Le caratteristiche buone per fallire questo primo film da sceneggiatore e regista (oltre che attore protagonista) le aveva tutte e invece Luigi Lo Cascio, a dispetto di ogni banalità, è riuscito ad aggirare i semplicismi da cinemino italiano e trovare una complessità sconosciuta ai suoi simili.

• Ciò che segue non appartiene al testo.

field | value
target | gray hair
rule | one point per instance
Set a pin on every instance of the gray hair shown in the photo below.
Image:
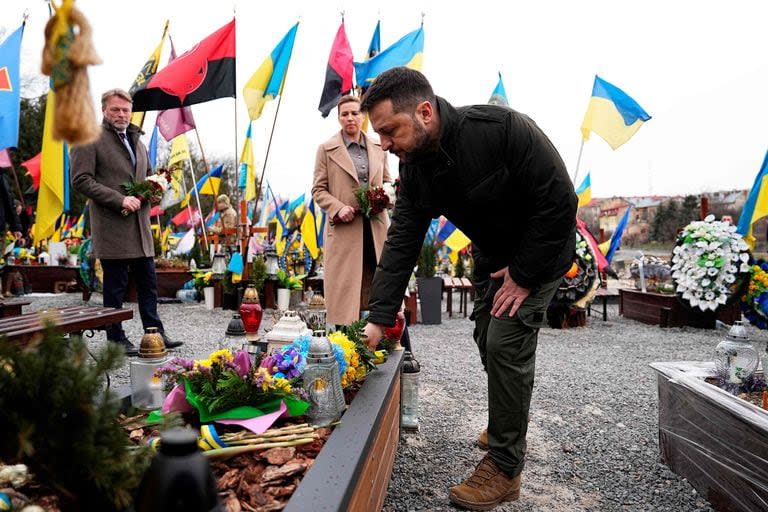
(120, 93)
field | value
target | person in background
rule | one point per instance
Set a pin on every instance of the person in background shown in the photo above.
(345, 162)
(9, 218)
(122, 242)
(498, 178)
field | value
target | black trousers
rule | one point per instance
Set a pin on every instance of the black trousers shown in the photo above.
(115, 283)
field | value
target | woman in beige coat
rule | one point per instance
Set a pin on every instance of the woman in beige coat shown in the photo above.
(353, 244)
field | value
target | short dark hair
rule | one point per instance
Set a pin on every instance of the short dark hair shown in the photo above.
(347, 98)
(404, 87)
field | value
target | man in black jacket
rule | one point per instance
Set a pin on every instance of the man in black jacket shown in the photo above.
(499, 179)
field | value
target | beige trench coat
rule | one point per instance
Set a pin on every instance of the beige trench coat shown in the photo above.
(334, 186)
(98, 171)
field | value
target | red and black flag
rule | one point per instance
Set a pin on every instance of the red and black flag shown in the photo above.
(338, 76)
(204, 73)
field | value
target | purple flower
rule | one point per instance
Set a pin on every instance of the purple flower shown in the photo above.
(242, 363)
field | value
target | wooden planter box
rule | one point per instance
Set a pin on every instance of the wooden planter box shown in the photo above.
(353, 469)
(667, 311)
(717, 441)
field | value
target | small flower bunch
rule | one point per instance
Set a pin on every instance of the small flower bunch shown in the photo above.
(356, 370)
(709, 263)
(150, 190)
(374, 200)
(754, 303)
(224, 381)
(287, 364)
(290, 362)
(580, 278)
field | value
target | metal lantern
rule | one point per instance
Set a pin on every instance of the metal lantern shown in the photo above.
(219, 265)
(147, 390)
(316, 314)
(736, 357)
(409, 392)
(322, 383)
(234, 336)
(270, 259)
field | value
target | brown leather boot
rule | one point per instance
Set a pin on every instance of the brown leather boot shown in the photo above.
(487, 487)
(482, 440)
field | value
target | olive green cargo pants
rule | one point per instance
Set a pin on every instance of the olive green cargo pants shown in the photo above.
(508, 352)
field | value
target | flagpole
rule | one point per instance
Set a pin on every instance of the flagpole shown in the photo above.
(16, 181)
(207, 171)
(197, 199)
(578, 163)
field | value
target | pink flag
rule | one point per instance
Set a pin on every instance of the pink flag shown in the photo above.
(5, 159)
(172, 123)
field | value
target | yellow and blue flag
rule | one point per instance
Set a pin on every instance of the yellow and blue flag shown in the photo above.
(584, 192)
(615, 241)
(53, 195)
(309, 230)
(756, 206)
(236, 267)
(247, 173)
(10, 89)
(612, 114)
(499, 95)
(408, 51)
(452, 237)
(206, 187)
(267, 82)
(375, 47)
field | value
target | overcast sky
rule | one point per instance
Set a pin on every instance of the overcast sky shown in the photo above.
(697, 67)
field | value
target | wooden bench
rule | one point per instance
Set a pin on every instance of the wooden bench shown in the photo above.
(70, 320)
(12, 307)
(465, 289)
(603, 295)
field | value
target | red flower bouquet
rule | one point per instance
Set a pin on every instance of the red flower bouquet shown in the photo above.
(150, 190)
(374, 200)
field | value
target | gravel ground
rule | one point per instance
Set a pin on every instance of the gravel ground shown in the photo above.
(593, 435)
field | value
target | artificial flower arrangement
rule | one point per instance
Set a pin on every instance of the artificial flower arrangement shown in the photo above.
(580, 280)
(291, 282)
(657, 274)
(754, 303)
(202, 280)
(374, 200)
(710, 262)
(150, 190)
(228, 386)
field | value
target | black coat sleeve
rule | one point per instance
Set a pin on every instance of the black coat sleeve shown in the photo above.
(9, 208)
(401, 250)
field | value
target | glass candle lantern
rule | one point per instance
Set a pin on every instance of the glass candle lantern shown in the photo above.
(250, 310)
(736, 356)
(147, 390)
(219, 265)
(270, 259)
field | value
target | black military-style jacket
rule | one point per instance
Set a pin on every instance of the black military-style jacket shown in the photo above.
(499, 179)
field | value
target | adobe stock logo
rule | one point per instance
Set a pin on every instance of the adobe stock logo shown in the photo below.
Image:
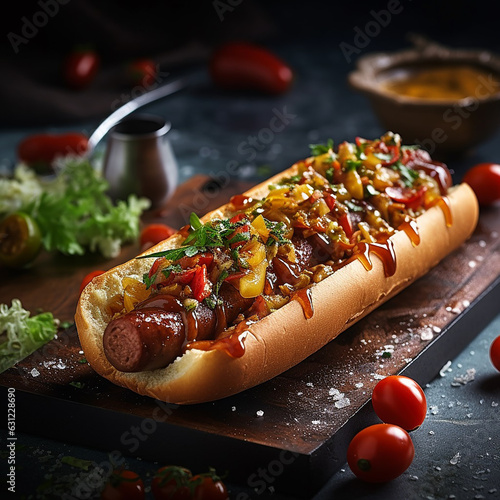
(31, 27)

L'odissea del personaggio non è delle più facili in cui immedesimarsi, come accade quando il protagonista insiste con una pervicacia stupefacente nelle azioni meno furbe, causando di continuo il proprio male per eccesso d'onestà o semplice superficialità. Eppure con l'incedere del racconto si ha sempre più l'impressione (confermata da un finale, una volta tanto adeguatamente sorprendente) che dietro emerga altro e che quest'altro, questo sommerso che lievemente le disavventure legali e l'eccesso d'onesta riportano a galla, sia la parte realmente interessante. Non un banale passato nascosto ma l'impressione che non si fugga mai davvero dalle paure e dai retaggi.

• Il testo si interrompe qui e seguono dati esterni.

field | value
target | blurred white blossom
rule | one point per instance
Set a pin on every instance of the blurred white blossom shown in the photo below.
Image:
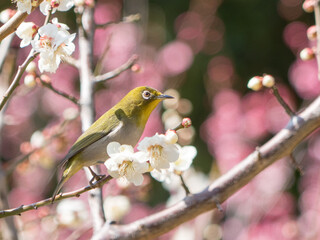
(26, 31)
(116, 207)
(54, 44)
(60, 5)
(72, 212)
(125, 163)
(161, 150)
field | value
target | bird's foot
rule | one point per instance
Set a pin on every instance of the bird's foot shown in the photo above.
(95, 177)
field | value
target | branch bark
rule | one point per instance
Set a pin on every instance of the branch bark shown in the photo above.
(15, 82)
(281, 145)
(86, 34)
(117, 71)
(48, 201)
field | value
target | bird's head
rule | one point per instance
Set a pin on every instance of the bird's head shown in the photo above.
(141, 101)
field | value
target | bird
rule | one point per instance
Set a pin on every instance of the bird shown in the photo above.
(123, 123)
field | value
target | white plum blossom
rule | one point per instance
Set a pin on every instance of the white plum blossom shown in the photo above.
(124, 163)
(60, 5)
(116, 207)
(60, 26)
(161, 150)
(54, 44)
(26, 31)
(72, 212)
(186, 156)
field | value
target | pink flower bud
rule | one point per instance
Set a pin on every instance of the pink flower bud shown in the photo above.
(136, 68)
(255, 83)
(186, 122)
(268, 81)
(312, 32)
(55, 3)
(308, 6)
(307, 54)
(171, 136)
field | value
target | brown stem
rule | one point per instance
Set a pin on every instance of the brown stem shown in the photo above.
(48, 201)
(281, 101)
(86, 34)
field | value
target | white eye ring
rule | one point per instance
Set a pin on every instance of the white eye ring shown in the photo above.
(146, 94)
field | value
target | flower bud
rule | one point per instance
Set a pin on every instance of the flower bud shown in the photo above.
(70, 113)
(79, 3)
(55, 3)
(312, 32)
(171, 136)
(6, 14)
(29, 80)
(268, 81)
(45, 78)
(307, 54)
(31, 68)
(255, 83)
(186, 122)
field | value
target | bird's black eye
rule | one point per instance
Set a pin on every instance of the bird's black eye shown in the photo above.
(146, 94)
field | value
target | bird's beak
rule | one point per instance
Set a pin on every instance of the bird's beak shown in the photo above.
(163, 96)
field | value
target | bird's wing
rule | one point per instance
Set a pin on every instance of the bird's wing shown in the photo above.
(93, 134)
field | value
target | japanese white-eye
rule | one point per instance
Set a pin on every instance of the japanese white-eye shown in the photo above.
(123, 123)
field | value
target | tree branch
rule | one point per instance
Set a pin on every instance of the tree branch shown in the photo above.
(281, 145)
(128, 19)
(86, 34)
(117, 71)
(48, 201)
(15, 82)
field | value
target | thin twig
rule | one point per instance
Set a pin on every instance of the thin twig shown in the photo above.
(15, 82)
(98, 67)
(186, 189)
(48, 201)
(117, 71)
(296, 164)
(63, 94)
(128, 19)
(281, 145)
(282, 102)
(317, 19)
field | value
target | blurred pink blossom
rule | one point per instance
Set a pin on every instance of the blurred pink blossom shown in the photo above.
(175, 58)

Ma sono su tutti gli argomenti a stupire per l'uso non banale. La provincia come dolce rifugio capace di nascondere un'umanità orrenda, le donne viste o come madri o come oggetto del desiderio, il genere come filtro cinematografico solo accennato e mai perseguito veramente, un protagonista dal carattere pacifico ed idealmente perfetto, la lotta contro i vizi nazionali, il rapporto tra meridione e settentrione (radici e vita nuova) dentro la mente dell'emigrante, i sogni come strumento di rivelazione di un inconscio represso, in superficie tutto di La città ideale fa pensare al peggio, tutto è un segno del cinema più sciatto.

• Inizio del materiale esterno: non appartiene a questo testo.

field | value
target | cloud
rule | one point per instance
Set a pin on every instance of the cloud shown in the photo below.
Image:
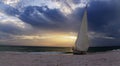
(13, 25)
(27, 18)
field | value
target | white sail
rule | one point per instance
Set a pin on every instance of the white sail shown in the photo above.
(82, 42)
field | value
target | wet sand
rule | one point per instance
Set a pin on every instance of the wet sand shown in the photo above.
(111, 58)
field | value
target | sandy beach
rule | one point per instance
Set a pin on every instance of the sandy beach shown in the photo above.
(111, 58)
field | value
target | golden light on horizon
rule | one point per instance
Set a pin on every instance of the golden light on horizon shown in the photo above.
(51, 39)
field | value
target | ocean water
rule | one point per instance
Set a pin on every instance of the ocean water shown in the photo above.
(36, 49)
(52, 50)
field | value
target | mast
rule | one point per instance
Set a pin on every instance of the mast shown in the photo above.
(82, 41)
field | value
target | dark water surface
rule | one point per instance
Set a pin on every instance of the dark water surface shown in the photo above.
(52, 49)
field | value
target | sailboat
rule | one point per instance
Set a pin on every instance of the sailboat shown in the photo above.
(82, 41)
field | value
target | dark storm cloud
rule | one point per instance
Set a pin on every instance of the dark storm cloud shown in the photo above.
(8, 9)
(103, 20)
(38, 17)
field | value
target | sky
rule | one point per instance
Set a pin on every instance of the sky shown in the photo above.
(57, 22)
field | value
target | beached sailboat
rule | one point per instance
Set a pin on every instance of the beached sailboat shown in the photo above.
(82, 41)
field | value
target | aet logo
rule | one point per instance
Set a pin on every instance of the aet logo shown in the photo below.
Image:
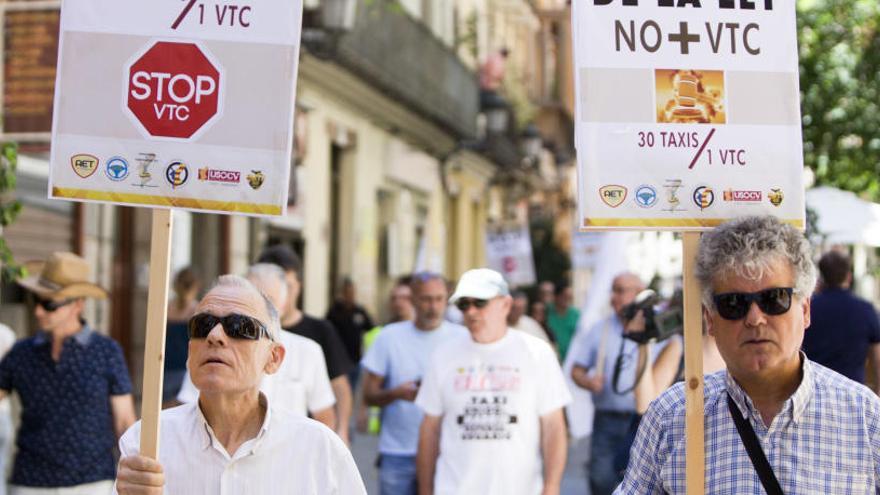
(84, 165)
(613, 195)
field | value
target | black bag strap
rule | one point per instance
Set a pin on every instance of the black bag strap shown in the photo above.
(753, 447)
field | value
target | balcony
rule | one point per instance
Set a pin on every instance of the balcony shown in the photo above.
(402, 58)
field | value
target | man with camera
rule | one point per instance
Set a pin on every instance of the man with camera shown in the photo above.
(775, 422)
(608, 366)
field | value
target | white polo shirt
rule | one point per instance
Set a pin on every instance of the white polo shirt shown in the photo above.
(291, 454)
(301, 385)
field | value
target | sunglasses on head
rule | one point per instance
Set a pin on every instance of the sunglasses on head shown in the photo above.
(50, 306)
(235, 325)
(465, 304)
(735, 305)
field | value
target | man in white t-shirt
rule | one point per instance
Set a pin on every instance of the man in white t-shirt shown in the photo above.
(493, 403)
(395, 365)
(301, 385)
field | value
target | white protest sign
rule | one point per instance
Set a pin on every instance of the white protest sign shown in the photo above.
(174, 103)
(509, 252)
(688, 113)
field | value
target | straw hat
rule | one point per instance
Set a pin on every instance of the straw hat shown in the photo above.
(63, 276)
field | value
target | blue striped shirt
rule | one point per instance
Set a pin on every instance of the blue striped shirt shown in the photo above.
(826, 440)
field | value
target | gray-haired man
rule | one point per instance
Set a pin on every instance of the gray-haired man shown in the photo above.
(233, 440)
(818, 431)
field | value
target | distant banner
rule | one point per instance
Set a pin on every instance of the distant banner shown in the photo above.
(169, 103)
(509, 252)
(688, 113)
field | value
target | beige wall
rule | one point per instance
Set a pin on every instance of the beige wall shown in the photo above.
(469, 204)
(387, 181)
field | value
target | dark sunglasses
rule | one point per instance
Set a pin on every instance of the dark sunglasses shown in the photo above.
(735, 305)
(465, 304)
(235, 325)
(50, 306)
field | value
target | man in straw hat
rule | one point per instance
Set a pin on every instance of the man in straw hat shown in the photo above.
(74, 388)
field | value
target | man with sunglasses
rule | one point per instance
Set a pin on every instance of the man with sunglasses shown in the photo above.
(808, 429)
(493, 402)
(233, 440)
(74, 388)
(301, 385)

E' però (a totale sorpresa) nella messa in scena che Lo Cascio dimostra come tali elementi, per quanto abusati e svuotati di gran parte del loro senso, possano trovarne di nuovo il modo di parlare di umanità e coinvolgere in maniera inedita. La grande conquista di La città ideale è quindi di essere riuscito a ridare senso e feralità ad arnesi filmici, quelli abusati dal cinema italiano degli ultimi 20 anni, che si credevano definitivamente spuntati.